Does it make sense to save IPv6 addresses? "There are billions of them, but it still makes sense because of the faster transition and the ability to avoid unnecessary waste." It's also important for neighbor caching attacks. In it, an attacker tries to generate traffic to all addresses in a given range. "Legitimate addresses can be dropped and then become unavailable. We've tried it and it works."

Sometimes a customer only wants one IPv6 address, but usually they are given a huge range. "It seems a shame to me that he only uses one." So it's possible to create a range of /120 and add customers from that, for example /124. "If there are more customers, we just stretch the mask." Using the same values at the end of IPv4 and IPv6 addresses can also help in troubleshooting. "It's clearer than using completely different addresses on the interface."

Ondřej Caletka: A look behind the scenes of the network for the RIPE meeting

The RIPE meeting is a bi-annual meeting for more than 600 participants from all over the world. "We carry our entire Wi-Fi network with our own IP addresses." There is its own autonomous AS2121 system.

Users often complain about geolocation problems. "Geolocation services count on APs not moving on Wi-Fi." But here, the network is moving and private companies maintain lots of lists of IP addresses and their location.

RIPE has made a deal with Google and started publishing a google.csv file on its website, where address ranges and their locations are published. "It was so popular that RFC 8805 was created to do this." But you still need to reach out to the major geolocation data providers and reach out to them whenever there is a change.

At the heart of the conferencing network are two small SuperMicro servers running 25 virtual servers that provide routing, firewalls, DHCP servers, DNS resolvers and Wi-Fi controllers. "The rest is just L2 switches from Juniper, Zyxel and MikroTik." The backbone is made up of 10GE ports, but typically traffic peaks at around 800 Mbits.

The whole network runs on open source: the router is made by BIRD, the firewall is run by nftables and further inside runs Knot Resolver, Kea, Jool and other tools. "It's all orchestrated by Ansible."

The public network is operated in IPv6-bridge mode, where modern devices do not need to draw IPv4 addresses. In practice, this saves most of the IPv4 addresses, with approximately one hundred instead of six hundred. There is also a network offering only IPv6 and a classic dual-stack network. Then there are several management networks, a separate network for elements and a small separate network for video streaming. "It's quite a few different networks."

Lubomír Prda: OpenBMP - what the heck was going on in my network (lightning talk)

BMP stands for BGP Monitoring Protocol and allows you to get BGP information from the router to the analyzer. "It lets you know that you have a problem on your network." One of the collectors for the data is called OpenBPM and was originally called SNAS. "You may still see this in some commercial devices that say they can be connected to SNAS."

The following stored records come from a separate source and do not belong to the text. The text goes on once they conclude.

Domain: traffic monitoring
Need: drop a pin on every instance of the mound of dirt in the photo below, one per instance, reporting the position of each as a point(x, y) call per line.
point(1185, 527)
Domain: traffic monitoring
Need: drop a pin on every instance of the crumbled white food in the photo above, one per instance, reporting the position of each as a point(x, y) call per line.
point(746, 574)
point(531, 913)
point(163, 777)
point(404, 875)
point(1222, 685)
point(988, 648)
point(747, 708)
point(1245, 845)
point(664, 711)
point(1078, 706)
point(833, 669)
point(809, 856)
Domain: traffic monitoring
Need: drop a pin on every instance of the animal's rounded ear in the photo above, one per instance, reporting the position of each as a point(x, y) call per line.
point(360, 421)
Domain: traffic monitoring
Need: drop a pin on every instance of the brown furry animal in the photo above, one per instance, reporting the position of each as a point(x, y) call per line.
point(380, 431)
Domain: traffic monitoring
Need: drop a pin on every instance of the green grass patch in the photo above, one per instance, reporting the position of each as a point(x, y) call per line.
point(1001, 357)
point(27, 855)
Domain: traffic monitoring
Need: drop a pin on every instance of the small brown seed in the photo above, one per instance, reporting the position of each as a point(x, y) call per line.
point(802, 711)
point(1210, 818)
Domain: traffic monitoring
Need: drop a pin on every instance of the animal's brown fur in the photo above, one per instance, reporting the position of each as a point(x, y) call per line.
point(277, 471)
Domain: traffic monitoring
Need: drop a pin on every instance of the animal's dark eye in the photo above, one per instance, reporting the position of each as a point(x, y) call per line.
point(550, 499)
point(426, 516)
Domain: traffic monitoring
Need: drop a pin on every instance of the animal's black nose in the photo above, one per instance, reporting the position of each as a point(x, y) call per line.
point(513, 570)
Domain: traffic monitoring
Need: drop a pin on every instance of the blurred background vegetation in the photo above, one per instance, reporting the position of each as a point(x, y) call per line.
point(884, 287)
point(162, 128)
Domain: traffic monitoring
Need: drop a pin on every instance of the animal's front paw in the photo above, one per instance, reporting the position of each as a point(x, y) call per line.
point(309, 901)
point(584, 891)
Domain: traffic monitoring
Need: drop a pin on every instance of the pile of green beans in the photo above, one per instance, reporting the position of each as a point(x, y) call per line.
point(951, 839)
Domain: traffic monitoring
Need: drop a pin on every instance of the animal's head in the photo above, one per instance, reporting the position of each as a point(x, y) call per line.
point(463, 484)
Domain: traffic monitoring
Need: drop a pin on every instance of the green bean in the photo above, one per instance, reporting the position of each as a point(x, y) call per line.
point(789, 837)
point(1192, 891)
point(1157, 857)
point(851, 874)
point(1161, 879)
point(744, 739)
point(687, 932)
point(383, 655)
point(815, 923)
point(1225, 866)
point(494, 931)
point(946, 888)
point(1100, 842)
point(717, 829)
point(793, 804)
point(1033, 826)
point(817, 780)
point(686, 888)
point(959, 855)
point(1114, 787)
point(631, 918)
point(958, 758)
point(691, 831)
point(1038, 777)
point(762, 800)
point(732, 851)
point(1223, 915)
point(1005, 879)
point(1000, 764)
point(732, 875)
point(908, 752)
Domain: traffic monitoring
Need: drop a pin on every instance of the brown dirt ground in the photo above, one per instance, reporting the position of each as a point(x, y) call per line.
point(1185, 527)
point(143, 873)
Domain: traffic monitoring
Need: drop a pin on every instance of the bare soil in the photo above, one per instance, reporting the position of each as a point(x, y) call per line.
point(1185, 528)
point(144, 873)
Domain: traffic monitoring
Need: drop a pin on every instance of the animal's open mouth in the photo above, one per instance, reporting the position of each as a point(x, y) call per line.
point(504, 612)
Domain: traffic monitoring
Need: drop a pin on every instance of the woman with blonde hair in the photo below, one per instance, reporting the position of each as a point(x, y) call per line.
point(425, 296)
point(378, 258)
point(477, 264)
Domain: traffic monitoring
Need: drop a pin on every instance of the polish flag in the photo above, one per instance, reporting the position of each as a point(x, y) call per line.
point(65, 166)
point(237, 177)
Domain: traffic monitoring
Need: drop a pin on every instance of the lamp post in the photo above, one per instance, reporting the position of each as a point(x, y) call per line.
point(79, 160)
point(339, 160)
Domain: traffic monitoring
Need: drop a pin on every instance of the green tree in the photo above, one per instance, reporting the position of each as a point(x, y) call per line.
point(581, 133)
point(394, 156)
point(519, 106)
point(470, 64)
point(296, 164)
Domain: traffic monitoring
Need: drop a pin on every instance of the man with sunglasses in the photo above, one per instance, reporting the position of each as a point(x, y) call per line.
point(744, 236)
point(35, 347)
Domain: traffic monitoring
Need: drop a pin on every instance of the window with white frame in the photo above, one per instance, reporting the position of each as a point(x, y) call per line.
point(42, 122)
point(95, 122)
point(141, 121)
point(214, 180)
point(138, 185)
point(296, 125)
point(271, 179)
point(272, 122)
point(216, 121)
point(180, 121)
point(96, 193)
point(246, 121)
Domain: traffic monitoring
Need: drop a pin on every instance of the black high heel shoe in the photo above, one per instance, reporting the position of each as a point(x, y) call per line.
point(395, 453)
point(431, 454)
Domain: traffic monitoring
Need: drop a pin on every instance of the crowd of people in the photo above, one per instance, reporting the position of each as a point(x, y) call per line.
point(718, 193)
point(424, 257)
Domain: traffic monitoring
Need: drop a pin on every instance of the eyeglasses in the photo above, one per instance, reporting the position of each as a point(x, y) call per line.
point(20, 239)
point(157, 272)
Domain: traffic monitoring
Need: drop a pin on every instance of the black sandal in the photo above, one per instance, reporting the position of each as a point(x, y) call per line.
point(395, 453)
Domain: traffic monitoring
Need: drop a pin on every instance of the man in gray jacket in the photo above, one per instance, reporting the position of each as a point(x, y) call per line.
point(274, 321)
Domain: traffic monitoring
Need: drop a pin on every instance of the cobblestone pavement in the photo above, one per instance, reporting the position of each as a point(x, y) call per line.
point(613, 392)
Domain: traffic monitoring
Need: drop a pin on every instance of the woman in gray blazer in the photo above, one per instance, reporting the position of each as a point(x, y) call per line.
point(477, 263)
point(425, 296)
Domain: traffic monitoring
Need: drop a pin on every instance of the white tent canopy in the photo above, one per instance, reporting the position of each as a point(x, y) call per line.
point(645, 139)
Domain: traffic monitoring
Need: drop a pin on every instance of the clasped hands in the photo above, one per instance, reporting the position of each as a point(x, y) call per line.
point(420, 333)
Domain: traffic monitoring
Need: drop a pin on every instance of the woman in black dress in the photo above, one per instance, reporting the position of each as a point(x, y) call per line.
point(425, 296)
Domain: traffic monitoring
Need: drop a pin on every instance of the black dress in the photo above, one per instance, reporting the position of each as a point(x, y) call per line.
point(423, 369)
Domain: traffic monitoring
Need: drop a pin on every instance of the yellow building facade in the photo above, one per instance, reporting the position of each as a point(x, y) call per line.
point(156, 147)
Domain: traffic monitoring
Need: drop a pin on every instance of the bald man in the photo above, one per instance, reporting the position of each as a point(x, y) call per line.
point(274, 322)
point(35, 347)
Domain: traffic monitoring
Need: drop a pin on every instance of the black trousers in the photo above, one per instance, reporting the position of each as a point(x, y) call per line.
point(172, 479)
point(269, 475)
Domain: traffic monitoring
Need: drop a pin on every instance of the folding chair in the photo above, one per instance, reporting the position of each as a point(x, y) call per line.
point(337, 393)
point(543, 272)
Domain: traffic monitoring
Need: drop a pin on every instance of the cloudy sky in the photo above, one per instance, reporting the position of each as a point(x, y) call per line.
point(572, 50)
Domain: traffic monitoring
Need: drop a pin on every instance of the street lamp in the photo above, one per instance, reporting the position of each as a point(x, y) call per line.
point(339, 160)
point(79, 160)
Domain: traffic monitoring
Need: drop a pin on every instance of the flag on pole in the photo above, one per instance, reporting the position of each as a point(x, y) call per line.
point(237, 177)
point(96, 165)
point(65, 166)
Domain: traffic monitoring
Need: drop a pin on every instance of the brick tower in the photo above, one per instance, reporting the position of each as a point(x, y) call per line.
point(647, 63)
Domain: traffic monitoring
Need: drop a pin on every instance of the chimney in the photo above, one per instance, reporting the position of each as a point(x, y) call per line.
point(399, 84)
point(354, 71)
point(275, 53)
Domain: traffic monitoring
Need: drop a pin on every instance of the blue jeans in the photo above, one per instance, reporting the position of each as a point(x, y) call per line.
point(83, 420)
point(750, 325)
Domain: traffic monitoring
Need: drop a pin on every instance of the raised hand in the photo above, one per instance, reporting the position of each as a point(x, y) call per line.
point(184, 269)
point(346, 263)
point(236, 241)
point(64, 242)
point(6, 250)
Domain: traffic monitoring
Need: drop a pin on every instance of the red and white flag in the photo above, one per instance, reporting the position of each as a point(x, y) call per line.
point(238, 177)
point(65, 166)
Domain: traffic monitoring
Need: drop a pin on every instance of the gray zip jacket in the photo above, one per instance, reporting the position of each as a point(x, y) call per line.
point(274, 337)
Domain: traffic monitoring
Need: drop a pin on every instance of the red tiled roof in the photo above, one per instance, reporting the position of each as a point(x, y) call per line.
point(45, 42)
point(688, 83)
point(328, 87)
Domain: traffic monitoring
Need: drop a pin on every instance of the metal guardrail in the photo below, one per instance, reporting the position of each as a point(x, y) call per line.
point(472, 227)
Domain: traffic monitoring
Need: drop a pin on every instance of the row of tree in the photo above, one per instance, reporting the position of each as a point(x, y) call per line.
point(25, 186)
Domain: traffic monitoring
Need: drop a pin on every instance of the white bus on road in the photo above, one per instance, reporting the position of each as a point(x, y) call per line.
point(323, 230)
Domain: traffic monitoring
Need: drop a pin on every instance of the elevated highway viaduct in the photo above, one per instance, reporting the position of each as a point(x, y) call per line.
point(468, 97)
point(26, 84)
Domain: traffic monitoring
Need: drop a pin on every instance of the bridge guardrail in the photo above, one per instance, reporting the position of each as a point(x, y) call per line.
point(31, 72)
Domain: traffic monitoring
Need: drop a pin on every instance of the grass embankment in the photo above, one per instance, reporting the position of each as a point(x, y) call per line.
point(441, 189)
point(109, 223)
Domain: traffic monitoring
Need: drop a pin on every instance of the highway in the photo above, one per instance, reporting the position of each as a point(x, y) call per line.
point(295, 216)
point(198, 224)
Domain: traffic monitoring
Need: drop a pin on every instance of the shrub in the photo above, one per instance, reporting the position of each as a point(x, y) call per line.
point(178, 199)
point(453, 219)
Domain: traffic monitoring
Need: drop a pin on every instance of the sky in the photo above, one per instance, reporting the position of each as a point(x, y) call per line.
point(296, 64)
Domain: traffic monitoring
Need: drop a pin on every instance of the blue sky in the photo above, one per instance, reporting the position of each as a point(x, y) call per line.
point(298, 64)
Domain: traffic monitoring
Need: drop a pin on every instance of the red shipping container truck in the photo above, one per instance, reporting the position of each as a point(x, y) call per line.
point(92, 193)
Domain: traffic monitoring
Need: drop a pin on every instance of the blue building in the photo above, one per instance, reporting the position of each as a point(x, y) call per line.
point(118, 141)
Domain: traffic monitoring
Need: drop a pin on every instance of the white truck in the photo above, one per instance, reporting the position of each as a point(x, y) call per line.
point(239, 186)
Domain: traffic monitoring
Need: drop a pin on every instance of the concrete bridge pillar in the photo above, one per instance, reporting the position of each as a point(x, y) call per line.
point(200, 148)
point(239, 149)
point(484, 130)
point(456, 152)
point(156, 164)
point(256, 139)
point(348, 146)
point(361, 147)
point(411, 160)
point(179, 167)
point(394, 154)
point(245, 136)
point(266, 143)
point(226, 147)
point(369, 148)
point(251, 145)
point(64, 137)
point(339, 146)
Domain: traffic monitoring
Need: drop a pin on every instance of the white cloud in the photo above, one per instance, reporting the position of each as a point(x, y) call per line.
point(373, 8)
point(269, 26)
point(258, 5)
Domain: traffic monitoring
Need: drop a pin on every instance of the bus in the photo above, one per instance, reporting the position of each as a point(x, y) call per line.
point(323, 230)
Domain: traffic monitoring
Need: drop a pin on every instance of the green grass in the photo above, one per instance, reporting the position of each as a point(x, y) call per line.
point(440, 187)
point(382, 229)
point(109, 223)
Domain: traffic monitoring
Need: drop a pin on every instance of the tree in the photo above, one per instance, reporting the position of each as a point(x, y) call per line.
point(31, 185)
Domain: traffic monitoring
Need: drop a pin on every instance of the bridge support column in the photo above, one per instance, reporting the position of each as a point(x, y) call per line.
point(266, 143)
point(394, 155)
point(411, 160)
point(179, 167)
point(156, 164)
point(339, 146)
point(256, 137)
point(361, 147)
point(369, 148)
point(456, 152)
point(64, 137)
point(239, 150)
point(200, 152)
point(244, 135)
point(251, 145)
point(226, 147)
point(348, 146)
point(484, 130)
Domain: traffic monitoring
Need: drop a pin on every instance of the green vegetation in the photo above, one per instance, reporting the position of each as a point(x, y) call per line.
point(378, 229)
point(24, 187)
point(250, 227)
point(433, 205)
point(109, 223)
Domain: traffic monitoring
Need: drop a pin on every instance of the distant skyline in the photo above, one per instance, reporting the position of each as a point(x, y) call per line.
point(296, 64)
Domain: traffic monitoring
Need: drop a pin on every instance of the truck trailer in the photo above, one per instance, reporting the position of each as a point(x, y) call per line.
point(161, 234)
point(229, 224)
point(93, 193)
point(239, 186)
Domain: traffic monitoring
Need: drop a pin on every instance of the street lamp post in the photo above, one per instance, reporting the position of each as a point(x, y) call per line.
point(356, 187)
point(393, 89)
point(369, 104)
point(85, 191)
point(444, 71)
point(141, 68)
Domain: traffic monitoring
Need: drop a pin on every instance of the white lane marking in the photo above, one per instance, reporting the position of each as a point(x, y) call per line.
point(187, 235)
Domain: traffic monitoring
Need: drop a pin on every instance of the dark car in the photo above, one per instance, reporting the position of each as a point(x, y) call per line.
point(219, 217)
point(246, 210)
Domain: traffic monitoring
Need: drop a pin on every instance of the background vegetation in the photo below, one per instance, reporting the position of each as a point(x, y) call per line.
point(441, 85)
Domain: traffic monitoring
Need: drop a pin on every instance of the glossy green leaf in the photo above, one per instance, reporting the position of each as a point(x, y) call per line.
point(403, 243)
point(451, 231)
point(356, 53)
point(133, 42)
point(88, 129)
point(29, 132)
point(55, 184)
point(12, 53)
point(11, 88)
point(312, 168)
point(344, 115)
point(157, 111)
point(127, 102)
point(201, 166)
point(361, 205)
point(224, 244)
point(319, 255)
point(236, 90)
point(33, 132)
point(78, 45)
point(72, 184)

One of the outputs is Looking Glass, which lists details of the IP address entered. "It also pulls in information from various databases such as geolocation and others." This information is downloaded in the background so it is available even when the original source is not.

It is also possible to analyse BGP details, where for example the number of updates from each peer can be tracked. A complete history is available, so that it is possible to retrospectively examine how various changes have occurred and why network behavior is changing.